My opinion was that SSL is not needed, and in fact cannot be used, for communications between nodes, and also that we cannot distribute an SSL certificate with the Nxt package itself. But for communications between thin clients and a public node, SSL is easier than tor for the end user for the purpose of preserving privacy - that is, from a spying ISP or government, not from the owner of the public node itself.

But how long do we expect before we change from TCP to UDP?  Once that happens we cannot use SSL at all.  So if its soon, do we just want to do things in the clear until then, since its going to be in the clear anyways?  Or perhaps you want to revisit going to UDP in the first place since you cannot get security that way?

wait, nevermind, I think I get it.  the UDP migration will only be for p2p, right?  The API will still reside on TCP and thus can use SSL?

[EvilDave]

Cut...

What the buggery....?

Elitist ?

Just because we're trying to build something with a little bit more frigging ambition than mine, pump, dump, repeat ?

It's been said before, but NXT is for everyone.
If L+F (or anyone else) wants to concentrate on NXT as a first gen crypto, then he's got all the room in the world to do so.
2nd gen features do not explicitly exclude all of the simpler first gen stuff.
Maybe L+F could set up a first gen workgroup/posse to concentrate on the promotion and use of NXT in the first gen space........?

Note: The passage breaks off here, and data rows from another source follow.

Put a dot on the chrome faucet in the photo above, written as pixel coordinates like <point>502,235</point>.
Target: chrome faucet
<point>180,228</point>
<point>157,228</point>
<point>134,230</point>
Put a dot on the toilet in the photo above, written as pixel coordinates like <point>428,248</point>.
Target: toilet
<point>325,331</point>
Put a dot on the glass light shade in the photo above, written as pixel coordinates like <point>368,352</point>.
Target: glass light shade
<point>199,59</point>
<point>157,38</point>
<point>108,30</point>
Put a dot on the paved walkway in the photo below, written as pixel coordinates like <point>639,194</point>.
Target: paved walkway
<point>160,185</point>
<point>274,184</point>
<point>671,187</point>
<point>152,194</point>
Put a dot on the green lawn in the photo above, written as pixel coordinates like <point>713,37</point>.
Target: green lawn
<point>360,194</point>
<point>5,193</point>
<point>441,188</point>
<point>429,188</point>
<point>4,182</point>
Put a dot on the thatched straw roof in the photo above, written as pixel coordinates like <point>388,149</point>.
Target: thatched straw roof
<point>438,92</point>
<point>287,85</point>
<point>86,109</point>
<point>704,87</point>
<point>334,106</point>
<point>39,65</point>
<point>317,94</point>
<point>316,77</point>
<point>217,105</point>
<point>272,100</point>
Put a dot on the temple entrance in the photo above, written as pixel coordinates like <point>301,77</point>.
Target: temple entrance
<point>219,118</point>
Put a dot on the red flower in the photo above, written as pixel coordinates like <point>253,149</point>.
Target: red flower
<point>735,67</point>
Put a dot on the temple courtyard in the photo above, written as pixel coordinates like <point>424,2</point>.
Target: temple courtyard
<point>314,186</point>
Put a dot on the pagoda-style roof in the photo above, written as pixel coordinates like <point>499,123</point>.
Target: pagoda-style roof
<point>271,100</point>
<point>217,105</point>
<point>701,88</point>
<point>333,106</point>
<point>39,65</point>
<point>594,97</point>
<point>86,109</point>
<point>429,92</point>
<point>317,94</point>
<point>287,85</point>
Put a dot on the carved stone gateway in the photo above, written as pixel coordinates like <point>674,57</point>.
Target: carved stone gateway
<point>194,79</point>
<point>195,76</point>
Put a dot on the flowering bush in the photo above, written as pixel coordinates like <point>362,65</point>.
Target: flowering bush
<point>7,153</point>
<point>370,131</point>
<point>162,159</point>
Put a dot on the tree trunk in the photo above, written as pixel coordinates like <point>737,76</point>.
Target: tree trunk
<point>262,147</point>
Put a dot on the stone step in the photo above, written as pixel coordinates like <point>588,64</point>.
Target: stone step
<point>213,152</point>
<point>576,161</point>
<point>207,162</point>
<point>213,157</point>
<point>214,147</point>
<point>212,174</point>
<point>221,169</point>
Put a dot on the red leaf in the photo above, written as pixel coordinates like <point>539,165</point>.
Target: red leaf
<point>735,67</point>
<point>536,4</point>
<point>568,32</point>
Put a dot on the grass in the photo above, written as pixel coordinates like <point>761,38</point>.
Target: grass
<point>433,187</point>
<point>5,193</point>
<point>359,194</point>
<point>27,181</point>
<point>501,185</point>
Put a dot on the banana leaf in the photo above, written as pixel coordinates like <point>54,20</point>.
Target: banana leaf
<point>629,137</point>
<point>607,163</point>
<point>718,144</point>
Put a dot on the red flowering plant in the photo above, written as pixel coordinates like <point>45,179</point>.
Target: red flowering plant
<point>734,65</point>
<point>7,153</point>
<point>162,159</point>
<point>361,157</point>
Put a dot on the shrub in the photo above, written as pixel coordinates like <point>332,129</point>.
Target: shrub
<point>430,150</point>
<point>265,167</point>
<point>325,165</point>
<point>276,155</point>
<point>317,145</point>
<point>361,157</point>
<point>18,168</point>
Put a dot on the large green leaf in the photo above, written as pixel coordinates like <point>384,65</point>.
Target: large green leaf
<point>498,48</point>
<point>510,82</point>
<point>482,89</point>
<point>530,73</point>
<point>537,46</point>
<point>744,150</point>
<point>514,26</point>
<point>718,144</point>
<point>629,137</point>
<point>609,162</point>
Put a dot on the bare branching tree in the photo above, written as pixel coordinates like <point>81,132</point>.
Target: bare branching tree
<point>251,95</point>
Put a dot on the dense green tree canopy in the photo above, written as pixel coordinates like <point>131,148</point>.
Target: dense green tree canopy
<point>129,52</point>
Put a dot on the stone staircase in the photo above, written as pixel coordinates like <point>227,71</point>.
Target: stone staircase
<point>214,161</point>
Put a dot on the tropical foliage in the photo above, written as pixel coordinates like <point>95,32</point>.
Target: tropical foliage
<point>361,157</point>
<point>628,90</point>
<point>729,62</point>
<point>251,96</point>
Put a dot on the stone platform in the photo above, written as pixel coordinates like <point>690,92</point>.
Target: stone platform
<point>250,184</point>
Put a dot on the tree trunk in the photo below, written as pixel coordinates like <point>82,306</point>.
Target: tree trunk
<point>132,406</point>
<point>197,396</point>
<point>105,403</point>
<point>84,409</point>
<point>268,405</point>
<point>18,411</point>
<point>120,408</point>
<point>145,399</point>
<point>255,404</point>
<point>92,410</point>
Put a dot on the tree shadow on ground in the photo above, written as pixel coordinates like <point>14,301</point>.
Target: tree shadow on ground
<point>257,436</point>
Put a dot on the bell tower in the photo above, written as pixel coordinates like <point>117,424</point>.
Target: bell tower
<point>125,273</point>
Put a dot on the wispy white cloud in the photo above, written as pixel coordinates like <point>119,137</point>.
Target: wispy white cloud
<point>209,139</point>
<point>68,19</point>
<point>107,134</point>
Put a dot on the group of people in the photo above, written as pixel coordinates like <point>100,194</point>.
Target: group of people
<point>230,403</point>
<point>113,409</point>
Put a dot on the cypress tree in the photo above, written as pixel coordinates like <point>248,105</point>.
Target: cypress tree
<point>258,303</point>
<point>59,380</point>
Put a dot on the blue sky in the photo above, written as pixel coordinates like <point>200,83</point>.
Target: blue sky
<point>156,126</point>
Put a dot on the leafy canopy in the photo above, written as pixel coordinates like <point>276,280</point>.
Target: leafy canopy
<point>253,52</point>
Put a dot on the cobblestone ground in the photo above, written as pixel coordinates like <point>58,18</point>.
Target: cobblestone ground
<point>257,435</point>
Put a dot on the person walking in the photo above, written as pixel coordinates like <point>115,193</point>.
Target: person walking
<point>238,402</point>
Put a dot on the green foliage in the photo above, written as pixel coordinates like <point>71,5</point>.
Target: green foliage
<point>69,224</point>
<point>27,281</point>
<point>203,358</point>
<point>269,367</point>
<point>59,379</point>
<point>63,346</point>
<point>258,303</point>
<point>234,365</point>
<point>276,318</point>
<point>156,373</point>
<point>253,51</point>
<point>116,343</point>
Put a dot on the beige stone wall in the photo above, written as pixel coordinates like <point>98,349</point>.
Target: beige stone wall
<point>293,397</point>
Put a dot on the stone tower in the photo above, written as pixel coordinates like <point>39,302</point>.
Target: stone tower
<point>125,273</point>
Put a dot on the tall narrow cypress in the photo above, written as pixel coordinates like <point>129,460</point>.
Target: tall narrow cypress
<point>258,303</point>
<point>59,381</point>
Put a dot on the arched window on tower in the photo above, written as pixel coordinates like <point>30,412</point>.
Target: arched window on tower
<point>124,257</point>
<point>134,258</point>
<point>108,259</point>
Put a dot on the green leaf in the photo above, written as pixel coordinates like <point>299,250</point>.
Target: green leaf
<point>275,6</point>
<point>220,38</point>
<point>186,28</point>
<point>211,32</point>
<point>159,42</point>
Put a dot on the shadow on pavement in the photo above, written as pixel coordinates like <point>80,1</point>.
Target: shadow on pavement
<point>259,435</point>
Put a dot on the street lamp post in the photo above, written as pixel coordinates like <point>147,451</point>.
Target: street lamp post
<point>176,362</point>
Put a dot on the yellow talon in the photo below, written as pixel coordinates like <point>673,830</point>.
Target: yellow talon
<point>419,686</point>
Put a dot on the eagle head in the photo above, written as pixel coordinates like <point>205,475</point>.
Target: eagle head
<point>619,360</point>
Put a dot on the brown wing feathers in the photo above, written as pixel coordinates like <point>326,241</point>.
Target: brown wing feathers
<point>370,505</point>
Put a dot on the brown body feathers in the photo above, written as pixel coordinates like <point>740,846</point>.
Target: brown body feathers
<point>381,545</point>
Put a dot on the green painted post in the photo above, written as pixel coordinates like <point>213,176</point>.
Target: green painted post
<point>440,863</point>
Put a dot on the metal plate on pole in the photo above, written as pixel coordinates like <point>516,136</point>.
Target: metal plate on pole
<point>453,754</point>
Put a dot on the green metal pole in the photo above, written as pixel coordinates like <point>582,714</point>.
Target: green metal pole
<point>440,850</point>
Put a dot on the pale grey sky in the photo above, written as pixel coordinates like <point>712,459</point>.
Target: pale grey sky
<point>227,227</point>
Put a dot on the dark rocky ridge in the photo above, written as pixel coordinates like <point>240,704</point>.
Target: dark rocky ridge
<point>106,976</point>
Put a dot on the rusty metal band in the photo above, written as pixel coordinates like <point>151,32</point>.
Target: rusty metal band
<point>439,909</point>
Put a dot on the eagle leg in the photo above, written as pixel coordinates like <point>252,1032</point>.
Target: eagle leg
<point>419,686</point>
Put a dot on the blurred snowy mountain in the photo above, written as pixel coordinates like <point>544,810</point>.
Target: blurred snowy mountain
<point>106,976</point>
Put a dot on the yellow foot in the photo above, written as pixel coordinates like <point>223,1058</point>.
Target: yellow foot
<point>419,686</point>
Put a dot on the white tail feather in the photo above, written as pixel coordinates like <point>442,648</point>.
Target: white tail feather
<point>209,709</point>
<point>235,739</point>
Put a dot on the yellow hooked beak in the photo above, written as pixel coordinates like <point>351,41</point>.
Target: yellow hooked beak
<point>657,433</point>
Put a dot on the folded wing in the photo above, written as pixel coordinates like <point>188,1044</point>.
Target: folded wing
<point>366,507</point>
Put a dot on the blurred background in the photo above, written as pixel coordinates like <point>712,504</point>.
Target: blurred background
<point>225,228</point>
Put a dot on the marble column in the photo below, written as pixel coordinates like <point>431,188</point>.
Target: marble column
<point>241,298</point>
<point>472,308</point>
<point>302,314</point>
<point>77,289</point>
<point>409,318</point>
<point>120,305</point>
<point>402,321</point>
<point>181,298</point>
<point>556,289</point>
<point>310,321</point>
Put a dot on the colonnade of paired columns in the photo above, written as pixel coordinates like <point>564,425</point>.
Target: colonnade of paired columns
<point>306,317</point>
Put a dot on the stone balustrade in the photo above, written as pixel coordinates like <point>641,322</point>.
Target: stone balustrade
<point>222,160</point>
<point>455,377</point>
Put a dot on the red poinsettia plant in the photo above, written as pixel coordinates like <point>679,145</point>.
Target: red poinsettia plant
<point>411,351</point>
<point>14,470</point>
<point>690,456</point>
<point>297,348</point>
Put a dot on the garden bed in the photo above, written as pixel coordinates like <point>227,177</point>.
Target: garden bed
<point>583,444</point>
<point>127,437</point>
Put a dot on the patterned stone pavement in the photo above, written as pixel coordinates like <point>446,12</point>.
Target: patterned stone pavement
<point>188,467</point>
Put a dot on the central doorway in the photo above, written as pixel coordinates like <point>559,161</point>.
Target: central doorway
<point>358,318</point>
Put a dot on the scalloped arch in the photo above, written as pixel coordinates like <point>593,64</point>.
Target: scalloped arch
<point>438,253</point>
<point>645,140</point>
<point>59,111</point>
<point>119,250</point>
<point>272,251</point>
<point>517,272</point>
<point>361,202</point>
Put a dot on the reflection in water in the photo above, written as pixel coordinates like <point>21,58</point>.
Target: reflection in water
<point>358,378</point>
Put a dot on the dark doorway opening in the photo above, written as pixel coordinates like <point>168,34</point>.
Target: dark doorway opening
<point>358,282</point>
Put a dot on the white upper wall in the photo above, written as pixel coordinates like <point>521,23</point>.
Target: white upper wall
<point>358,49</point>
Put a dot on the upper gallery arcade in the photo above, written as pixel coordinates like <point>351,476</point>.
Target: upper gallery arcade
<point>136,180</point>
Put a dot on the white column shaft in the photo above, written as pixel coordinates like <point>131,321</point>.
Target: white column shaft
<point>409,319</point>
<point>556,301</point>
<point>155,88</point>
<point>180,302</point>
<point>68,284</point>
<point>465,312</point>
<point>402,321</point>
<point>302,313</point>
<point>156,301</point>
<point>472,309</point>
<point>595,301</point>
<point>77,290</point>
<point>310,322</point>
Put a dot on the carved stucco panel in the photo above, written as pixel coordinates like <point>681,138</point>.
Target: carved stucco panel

nxt is for geeks, not for average joe.

at least with pump and dump something is happening to the price and even small stakeholders can have some profit. with nxt only early stakeholders founders can profit.

There are approximately 187 crypto-currencies on coinmarketcap.com right now, most of these can be pumped and dumped, and I'm sure that absolutely none of them have any sort of early stakeholder issue.

So why are u hanging around here whining like a little bitch, Elmo?